Get the information of each cell at the pre-processing and mapping steps

cxzhu / Paired-Tag

Analysis of Paired-Tag datasets

MIT License

39 stars 15 forks source link

Get the information of each cell at the pre-processing and mapping steps #3

Closed ytang0831 closed 3 years ago

ytang0831 commented 3 years ago

Hi Chenxu! I encountered some confusion during the process of reproducing your data, but at the pre-processing and mapping steps, the QC information（eg. total reads, mapped reads） seems to come from the entire sample rather than a single cell. So, How can I split the sample into single cells individually, or is there another way to get information about individual cells？ Thanks a lot！

cxzhu commented 3 years ago

Hi @ytang0831,

Yes, the total reads & mapped reads are from all cells within the library in the preprocessing steps. After preprocessing, the cell IDs are attached to the Readnames of fastq files, you will need to ulitilize these information to do the single-cell QC.

Attached is one of the custom script I used to summarize metadata for single-cells, feel free to modify according to your need.

Best, Chenxu

summarize_mapped_reads_cells.pl.zip

ytang0831 commented 3 years ago

@cxzhu Thanks for your quick reply! But I still have some doubts here.
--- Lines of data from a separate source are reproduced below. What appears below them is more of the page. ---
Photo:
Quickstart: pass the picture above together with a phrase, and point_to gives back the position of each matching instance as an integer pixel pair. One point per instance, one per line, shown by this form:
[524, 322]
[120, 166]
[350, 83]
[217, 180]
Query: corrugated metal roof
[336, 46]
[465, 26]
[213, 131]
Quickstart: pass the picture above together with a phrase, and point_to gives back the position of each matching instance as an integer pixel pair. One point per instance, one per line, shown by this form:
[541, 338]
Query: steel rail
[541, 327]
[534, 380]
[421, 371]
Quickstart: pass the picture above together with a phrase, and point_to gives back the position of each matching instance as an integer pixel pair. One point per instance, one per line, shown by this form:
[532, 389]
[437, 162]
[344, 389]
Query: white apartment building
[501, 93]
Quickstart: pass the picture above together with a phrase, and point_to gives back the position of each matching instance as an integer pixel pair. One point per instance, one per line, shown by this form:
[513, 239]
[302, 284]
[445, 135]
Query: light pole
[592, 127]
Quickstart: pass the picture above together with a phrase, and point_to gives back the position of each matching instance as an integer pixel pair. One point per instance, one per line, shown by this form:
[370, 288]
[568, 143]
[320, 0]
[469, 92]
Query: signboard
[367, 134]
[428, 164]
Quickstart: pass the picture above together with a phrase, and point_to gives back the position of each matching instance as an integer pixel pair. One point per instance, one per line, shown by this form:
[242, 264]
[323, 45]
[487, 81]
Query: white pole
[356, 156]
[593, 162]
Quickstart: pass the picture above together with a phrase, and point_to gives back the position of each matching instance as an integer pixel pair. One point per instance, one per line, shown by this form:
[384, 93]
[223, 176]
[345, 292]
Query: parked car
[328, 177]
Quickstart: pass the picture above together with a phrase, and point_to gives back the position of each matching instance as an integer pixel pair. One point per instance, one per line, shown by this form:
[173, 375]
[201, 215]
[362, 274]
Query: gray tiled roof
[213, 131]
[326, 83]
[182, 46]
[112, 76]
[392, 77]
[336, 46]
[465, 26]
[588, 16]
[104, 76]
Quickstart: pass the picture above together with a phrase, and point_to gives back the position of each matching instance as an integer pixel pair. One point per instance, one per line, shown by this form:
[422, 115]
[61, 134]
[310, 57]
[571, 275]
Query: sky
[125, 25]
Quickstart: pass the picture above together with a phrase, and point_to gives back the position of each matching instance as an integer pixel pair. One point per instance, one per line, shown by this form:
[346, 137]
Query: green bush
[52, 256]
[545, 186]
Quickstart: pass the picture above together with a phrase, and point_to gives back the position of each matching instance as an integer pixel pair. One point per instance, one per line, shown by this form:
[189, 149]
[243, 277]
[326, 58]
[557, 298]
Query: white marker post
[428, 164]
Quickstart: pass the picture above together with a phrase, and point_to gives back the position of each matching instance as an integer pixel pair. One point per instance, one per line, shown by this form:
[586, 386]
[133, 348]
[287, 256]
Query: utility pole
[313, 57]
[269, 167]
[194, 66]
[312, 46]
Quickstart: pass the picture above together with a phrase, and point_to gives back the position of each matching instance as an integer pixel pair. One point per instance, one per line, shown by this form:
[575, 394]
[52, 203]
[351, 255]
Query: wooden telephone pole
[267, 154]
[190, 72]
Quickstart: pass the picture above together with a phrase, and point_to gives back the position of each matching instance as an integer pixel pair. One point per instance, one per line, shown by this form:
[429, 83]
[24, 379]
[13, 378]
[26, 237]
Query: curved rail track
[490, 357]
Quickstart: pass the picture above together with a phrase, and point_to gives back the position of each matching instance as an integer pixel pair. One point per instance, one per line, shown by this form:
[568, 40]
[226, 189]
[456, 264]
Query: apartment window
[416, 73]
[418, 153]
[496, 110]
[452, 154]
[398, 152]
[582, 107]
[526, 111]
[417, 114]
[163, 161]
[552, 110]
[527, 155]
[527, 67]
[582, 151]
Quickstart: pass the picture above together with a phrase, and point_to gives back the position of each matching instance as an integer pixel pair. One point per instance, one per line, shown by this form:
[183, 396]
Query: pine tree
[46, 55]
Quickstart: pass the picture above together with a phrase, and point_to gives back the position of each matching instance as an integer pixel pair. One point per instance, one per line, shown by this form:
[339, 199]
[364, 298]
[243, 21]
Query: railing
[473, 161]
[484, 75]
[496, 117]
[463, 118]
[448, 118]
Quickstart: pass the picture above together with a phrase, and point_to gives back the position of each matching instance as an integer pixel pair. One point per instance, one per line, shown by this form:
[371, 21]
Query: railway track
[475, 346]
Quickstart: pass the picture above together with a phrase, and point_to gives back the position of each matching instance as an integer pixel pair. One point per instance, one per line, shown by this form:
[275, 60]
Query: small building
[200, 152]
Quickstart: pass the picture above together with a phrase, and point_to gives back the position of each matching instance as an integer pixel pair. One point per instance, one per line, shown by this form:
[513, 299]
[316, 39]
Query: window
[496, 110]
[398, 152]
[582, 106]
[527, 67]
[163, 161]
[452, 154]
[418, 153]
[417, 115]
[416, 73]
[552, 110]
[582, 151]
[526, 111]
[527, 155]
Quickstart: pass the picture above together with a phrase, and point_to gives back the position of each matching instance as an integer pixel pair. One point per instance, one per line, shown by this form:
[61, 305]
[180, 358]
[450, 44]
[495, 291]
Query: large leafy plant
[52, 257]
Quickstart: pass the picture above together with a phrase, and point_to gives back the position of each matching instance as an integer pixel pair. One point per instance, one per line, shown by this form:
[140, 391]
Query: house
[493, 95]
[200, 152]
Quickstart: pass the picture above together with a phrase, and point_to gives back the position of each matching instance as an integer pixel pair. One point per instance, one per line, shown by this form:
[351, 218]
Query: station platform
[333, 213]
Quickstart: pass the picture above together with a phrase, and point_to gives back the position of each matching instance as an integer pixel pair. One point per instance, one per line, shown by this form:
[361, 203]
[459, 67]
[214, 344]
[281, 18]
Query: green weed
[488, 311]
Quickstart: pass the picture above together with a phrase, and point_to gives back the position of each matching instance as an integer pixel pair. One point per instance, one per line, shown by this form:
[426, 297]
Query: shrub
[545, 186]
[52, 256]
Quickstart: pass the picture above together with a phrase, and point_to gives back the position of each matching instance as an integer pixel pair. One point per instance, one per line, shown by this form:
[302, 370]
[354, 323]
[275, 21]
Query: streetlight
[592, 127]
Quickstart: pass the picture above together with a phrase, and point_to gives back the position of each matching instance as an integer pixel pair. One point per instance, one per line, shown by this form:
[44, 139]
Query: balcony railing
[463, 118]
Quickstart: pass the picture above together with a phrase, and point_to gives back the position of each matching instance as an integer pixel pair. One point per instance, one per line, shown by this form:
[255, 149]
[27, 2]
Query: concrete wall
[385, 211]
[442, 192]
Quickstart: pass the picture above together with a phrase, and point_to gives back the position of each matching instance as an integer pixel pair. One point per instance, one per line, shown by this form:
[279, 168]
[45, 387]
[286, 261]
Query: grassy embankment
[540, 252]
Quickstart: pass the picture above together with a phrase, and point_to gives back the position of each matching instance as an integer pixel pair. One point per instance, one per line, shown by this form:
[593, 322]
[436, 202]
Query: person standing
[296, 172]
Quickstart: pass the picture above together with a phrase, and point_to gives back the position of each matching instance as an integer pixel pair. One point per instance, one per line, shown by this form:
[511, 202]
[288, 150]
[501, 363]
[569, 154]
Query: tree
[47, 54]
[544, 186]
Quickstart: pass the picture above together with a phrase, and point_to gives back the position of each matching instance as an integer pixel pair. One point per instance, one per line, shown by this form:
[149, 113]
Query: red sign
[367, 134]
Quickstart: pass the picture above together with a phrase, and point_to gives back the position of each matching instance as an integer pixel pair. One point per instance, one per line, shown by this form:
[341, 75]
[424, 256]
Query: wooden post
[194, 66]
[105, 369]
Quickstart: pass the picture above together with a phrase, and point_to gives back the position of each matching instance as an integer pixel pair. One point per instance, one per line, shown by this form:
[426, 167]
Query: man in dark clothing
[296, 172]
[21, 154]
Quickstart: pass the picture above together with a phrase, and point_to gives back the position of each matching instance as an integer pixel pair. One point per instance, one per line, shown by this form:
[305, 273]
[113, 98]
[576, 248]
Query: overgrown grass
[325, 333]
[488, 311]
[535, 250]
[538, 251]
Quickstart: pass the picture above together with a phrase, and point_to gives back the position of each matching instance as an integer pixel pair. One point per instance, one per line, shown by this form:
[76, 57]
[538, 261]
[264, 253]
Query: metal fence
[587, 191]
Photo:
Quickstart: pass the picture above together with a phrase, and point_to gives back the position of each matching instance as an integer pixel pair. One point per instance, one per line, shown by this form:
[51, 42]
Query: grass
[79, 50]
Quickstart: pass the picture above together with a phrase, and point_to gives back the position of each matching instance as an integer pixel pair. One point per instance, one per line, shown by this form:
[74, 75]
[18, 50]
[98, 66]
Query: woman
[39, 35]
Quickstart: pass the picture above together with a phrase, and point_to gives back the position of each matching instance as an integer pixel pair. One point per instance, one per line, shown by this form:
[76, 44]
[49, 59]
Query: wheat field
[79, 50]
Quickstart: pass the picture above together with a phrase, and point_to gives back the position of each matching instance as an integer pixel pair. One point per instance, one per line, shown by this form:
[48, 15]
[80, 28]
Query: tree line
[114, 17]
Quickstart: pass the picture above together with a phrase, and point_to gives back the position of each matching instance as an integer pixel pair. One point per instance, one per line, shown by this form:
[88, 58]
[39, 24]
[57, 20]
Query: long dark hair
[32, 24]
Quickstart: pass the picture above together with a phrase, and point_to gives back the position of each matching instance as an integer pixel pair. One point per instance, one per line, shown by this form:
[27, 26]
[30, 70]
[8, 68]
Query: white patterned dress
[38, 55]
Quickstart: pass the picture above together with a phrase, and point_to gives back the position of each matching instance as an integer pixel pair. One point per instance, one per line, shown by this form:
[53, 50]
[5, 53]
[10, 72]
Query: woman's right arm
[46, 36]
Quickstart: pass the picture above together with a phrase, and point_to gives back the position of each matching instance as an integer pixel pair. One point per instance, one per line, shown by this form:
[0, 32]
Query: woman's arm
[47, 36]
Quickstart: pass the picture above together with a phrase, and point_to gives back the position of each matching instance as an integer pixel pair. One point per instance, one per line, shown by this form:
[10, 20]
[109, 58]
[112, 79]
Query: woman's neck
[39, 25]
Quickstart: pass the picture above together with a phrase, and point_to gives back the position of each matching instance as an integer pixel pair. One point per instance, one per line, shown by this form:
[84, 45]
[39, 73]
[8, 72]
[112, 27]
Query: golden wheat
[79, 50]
should I merge all sub libraries together? Because I use one sub library and found that the splited reads number in each cell was lower than the number in your paper.
According to your code，my $n_fragments_all = keys %{$unique_all{$cell_id}}; , the number of unique fragments should be the same as unique reads, but the number of unique fragments in your paper supplement files, the values are about half of unique reads，so did you calculate the number of unique fragments after removing duplicates? And other data such as the number of unique reads were calculated before removing duplicates?

cxzhu commented 3 years ago

Hi @ytang0831

Yes, you need to merge all sub-libraries as different sub-libraries were sequenced to different sequencing depths and thus may not represent the overall or most deeply sequenced library.
In Supplementary Table2, the "Uniquely_mapped_DNA/RNA_reads" are all mapped reads that uniquely assigned to a single genomic loci before removing duplicates; the "nFragements_DNA" or "UMI_RNA" are the remaining non-PCR duplicates reads (reads mapped to the same location with same UMI and Cell ID are considered as PCR duplicates). As the PCR duplicates are ~50-60%, it is expected this number is around half of uniquely mapped reads.

ytang0831 commented 3 years ago

@cxzhu Thanks！

ytang0831 commented 3 years ago

By the way, Does merging sub libraries mean merging all fasta.gz togher, then processing or just bind the output matrixes by column?

cxzhu commented 3 years ago

Hi @ytang0831, Yes, both options work. As a reminder, you need to keep cell_IDs from each sub-library distinguishable from other sub-libraries. Please refer to the README or the paper for more details.

ytang0831 commented 3 years ago

Yes, I did overlook this information, Thanks!